Articles | Volume 13, issue 9
Clim. Past, 13, 1227–1242, 2017

Special issue: International Partnerships in Ice Core Sciences (IPICS) Second...

Clim. Past, 13, 1227–1242, 2017

Research article 22 Sep 2017

Research article | 22 Sep 2017

Atmospheric methane control mechanisms during the early Holocene

Ji-Woong Yang1, Jinho Ahn1, Edward J. Brook2, and Yeongjun Ryu1 Ji-Woong Yang et al.
  • 1School of Earth and Environmental Sciences, Seoul National University, Seoul 08826, Republic of Korea
  • 2College of Earth, Ocean, and Atmospheric Sciences, Oregon State University, Corvallis, OR 97331, USA

Abstract. Understanding processes controlling the atmospheric methane (CH4) mixing ratio is crucial to predict and mitigate future climate changes in this gas. Despite recent detailed studies of the last  ∼  1000 to 2000 years, the mechanisms that control atmospheric CH4 still remain unclear, partly because the late Holocene CH4 budget may be comprised of both natural and anthropogenic emissions. In contrast, the early Holocene was a period when human influence was substantially smaller, allowing us to elucidate more clearly the natural controls under interglacial conditions more clearly. Here we present new high-resolution CH4 records from Siple Dome, Antarctica, covering from 11.6 to 7.7 thousands of years before 1950 AD (ka). We observe four local CH4 minima on a roughly 1000-year spacing, which correspond to cool periods in Greenland. We hypothesize that the cooling in Greenland forced the Intertropical Convergence Zone (ITCZ) to migrate southward, reducing rainfall in northern tropical wetlands.
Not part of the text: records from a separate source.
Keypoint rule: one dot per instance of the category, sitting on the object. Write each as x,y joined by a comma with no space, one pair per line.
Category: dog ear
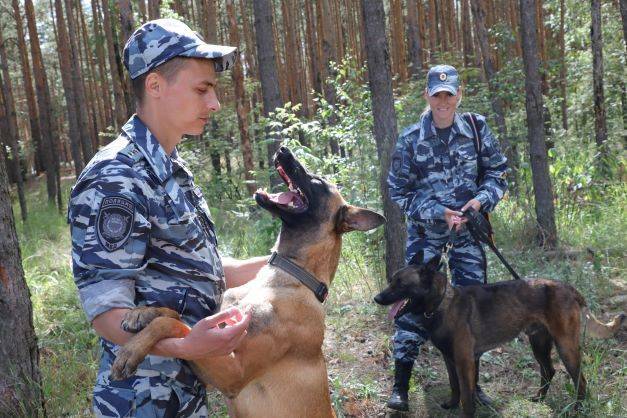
352,218
433,264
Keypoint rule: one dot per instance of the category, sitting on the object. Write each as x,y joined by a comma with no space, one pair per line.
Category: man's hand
453,218
207,339
474,203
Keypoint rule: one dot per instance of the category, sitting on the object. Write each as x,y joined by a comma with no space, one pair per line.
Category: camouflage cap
442,78
160,40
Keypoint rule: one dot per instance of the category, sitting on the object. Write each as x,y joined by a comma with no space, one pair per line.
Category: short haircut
168,70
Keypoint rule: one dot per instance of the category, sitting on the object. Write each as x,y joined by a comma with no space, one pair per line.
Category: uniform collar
159,161
460,126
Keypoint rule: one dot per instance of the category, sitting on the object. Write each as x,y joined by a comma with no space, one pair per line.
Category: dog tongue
395,308
282,198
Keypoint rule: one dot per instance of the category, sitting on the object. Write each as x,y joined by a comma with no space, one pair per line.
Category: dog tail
595,328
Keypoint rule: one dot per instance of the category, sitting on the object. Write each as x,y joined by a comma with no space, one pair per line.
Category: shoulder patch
115,222
397,162
411,129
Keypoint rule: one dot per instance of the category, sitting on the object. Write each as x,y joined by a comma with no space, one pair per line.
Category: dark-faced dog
464,322
278,370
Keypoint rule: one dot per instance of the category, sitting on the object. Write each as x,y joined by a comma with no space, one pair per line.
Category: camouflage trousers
467,263
140,401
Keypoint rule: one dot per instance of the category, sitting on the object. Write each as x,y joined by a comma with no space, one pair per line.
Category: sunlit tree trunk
121,113
33,116
71,103
481,33
267,68
44,105
384,126
241,102
413,39
20,379
13,131
564,105
600,124
542,187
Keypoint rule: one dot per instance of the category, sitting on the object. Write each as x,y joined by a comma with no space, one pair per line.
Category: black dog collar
318,288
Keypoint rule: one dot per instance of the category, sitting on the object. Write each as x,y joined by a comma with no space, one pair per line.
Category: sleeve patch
397,162
115,222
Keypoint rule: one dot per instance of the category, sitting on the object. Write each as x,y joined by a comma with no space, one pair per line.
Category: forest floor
358,335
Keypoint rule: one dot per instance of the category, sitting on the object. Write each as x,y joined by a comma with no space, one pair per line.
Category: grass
357,345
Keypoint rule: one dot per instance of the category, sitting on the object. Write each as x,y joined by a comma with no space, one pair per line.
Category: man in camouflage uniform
142,233
433,178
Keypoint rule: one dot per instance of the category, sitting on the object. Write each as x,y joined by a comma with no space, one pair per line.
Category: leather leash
318,288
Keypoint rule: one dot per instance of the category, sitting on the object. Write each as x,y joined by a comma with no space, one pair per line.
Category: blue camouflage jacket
427,174
142,234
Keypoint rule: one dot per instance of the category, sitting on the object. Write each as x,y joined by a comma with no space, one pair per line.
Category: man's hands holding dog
207,338
455,219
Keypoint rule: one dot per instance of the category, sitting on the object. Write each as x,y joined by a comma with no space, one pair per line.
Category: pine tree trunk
251,58
312,48
72,104
103,82
33,117
562,42
289,50
267,68
433,30
121,114
20,380
13,131
153,9
77,85
481,33
413,39
241,102
397,37
623,15
44,105
466,34
384,126
543,189
127,23
143,13
97,121
600,124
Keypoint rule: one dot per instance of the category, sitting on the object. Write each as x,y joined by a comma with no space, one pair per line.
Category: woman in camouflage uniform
437,172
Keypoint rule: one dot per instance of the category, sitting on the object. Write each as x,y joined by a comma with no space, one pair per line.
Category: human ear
153,85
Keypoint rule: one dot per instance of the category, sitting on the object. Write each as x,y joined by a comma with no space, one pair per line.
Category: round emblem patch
115,222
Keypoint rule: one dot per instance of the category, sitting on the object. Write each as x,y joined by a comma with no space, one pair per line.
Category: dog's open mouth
294,200
398,308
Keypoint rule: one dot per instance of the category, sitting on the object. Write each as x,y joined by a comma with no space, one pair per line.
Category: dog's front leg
453,381
465,368
230,374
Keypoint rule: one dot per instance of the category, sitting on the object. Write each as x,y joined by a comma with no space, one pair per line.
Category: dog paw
137,319
125,364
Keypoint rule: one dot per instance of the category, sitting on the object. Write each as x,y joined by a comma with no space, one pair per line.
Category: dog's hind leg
568,349
465,368
454,382
542,344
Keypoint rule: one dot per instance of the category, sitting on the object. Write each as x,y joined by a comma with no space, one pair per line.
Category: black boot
402,373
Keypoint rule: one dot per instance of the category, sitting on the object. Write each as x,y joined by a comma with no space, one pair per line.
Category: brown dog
464,322
278,370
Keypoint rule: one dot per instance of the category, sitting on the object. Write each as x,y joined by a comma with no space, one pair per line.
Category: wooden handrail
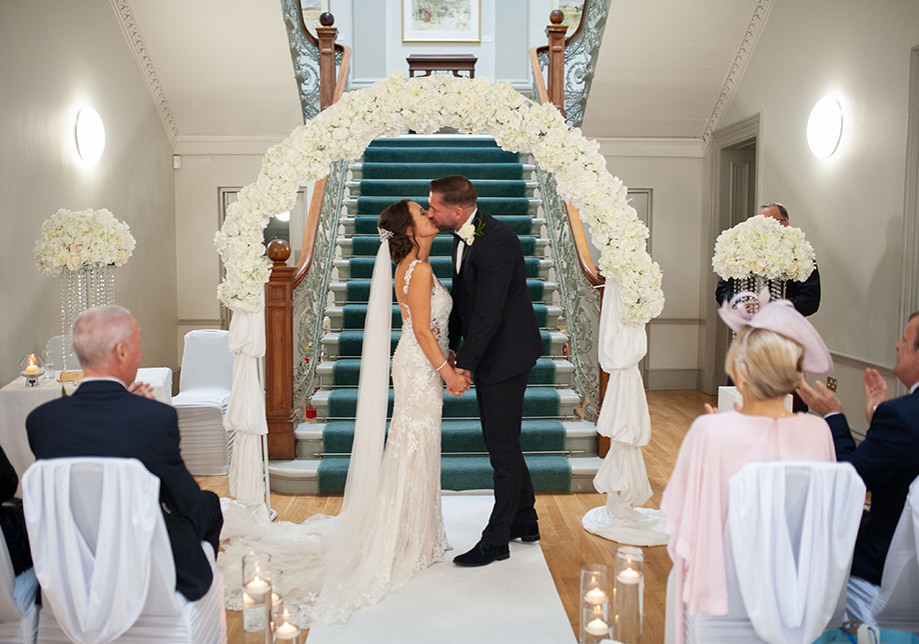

The inter-polar difference (IPD) of CH4 shows a gradual increase from the onset of the Holocene to  ∼  9.5 ka, which implies growth of boreal source strength following the climate warming in the northern extratropics during that period.

Short summary
The early Holocene climate is characterized as an interglacial boundary condition without substantial human influence. Here we present a high-resolution CH4 record covering the early Holocene. The results show that abrupt cooling in Greenland and southward migration of ITCZ were able to induce an ~20 ppb CH4 decrease on a millennial timescale. The inter-polar difference exhibits a gradual increase during the early Holocene, implying the strengthening of northern extratropical emission.